Cellular architecture is a deployment safety pattern in addition to a reliability pattern. Independent per-cell deployments bound the blast radius of bad code changes. When a canary goes wrong in one cell, the other cells continue serving users normally. This is a compounding benefit that makes every subsequent deploy safer than it would be in a monolithic topology.
Engineering Glossary
Availability Zone (AZ) — an isolated, physically separate data centre within an AWS region, designed to be independent of failures in other zones. Each AZ has independent power, cooling, and networking. Multi-AZ architecture provides hardware redundancy but not traffic isolation without explicit cell boundaries.
CAP theorem — the theoretical result stating that a distributed data store can provide at most two of: Consistency (all nodes return the same data), Availability (every request receives a response), and Partition tolerance (the system continues operating despite network partitions). Used by Slack as a principled framework for deciding which services should optimise for availability vs consistency in their cell architecture.
Cellular architecture — a system design where a service is split into multiple independent instances (cells), typically one per availability zone, each capable of serving its full workload independently. Enables AZ-level blast radius containment and independent per-cell deployment.
Gray failure — a failure mode where different components have different views of system availability — some servers see one AZ as fully available while servers in that AZ see the others as unavailable. Creates inconsistent state that is much harder to detect and respond to than a clean hard failure.
AZ drain — a operational mechanism that routes all traffic away from a targeted availability zone within a defined time window (5 minutes in Slack's case). Operable from outside the affected AZ so it remains usable even when the AZ's own control plane is degraded.

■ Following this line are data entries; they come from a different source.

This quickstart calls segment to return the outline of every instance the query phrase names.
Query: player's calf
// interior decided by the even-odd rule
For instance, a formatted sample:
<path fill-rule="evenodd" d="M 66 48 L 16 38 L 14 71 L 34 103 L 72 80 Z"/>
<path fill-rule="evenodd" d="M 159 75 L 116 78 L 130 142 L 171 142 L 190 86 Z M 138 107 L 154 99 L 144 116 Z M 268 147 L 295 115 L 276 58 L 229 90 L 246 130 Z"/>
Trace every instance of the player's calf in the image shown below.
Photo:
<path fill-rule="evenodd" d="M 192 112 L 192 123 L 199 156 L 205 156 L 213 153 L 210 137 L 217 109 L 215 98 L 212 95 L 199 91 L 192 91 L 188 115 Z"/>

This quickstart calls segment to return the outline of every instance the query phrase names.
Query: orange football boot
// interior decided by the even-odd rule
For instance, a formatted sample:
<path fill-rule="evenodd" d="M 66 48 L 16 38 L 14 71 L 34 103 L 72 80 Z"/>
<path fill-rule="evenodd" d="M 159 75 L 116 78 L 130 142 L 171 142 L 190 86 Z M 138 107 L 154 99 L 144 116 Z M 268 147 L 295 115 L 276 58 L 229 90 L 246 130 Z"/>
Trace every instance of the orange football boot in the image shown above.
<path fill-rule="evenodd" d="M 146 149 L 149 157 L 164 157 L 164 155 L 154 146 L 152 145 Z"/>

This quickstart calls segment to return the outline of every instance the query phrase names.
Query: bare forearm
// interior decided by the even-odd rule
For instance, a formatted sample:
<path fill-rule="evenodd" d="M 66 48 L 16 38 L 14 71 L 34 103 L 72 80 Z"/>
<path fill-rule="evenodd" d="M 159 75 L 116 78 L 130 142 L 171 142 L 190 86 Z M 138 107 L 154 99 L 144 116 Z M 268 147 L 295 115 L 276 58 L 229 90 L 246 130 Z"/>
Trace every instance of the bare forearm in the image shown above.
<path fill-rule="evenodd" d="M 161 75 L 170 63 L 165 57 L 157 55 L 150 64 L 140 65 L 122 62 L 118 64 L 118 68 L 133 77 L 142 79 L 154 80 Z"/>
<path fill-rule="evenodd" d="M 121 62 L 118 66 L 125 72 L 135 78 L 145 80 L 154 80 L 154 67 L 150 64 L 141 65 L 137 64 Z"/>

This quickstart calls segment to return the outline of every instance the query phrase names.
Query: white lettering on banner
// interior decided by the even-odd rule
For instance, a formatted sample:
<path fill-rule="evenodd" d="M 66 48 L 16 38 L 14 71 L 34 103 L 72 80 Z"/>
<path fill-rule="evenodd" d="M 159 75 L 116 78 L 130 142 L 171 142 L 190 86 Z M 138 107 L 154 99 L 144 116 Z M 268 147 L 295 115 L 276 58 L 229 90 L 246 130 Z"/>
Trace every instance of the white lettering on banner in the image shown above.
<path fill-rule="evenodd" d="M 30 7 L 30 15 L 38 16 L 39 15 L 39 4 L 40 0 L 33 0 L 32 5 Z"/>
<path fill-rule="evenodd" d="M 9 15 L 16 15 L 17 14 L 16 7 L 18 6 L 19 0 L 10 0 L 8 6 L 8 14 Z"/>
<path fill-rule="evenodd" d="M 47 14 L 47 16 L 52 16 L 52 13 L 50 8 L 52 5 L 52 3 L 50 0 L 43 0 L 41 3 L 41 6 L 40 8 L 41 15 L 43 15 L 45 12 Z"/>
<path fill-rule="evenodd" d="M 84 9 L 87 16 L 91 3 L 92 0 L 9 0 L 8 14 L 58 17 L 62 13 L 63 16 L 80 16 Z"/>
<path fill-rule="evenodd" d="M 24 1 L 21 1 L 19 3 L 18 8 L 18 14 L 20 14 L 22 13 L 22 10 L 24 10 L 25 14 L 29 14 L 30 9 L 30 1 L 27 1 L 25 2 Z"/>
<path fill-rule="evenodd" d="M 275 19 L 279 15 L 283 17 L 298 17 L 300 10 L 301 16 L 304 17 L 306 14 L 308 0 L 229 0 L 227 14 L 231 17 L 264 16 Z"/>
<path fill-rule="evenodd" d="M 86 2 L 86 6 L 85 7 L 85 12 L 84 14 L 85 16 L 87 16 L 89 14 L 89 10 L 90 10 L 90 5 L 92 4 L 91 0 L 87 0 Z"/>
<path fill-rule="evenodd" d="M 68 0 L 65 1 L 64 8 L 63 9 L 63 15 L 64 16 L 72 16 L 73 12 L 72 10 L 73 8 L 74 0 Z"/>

Gradual traffic restoration — the practice of reintroducing traffic to a recovering AZ incrementally, starting at 1% and monitoring error rates before each increase. Prevents a second cascade from cold caches encountering sudden full load immediately after drain recovery.
Metastable failure — a failure pattern where a system enters a self-sustaining degraded state that persists even after the original trigger is removed. Cellular architecture reduces but does not eliminate this risk — cascade patterns can still occur within an individual cell.
99.99% SLA — a service level agreement guaranteeing less than 52.6 minutes of downtime per year (~1 hour). A 48-minute AZ incident consumes nearly the entire annual budget in a single event — the business constraint that made sub-5-minute AZ mitigation a hard engineering requirement, not an aspirational improvement.
This case is a plain-English retelling of publicly available engineering material.